According to the Production Sharing Agreements (PSAs) the Dutch speaking country has with oil companies, there are strict Local Content rules which have to be followed. These rules ensure companies have no room to escape their responsibility of using to the greatest extent, local goods, products and services as part of its operations.
According to the country’s PSAs, companies are required to provide a report demonstrating the evolution of local content involvement in its Petroleum Operations and a plan of action to increase the level of local content. They also have to submit a list of local purchases on a quarterly basis.
Also, a list of the number of Contractors’ and Sub-Contractors’ local hires and associated titles must be submitted in quarterly reports.
In addition, companies are required to use their best efforts to train locals with respect to its Petroleum Operations, including technical, administrative, executive and management positions.

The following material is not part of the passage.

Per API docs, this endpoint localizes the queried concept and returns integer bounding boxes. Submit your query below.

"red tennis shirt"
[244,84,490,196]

These rigid rules are not only absent from Guyana’s Production Sharing Agreement with ExxonMobil, but also the draft Local Content policy that was finalized by UK Consultant, Dr. Michael Warner.
The government for the last four years has promised the nation that this document would be in place for first oil which officially started on December 20, 2019.
Up to the time of publication, the policy was not released to the public and the Energy Department is yet to provide an explanation for its failed promise in this regard.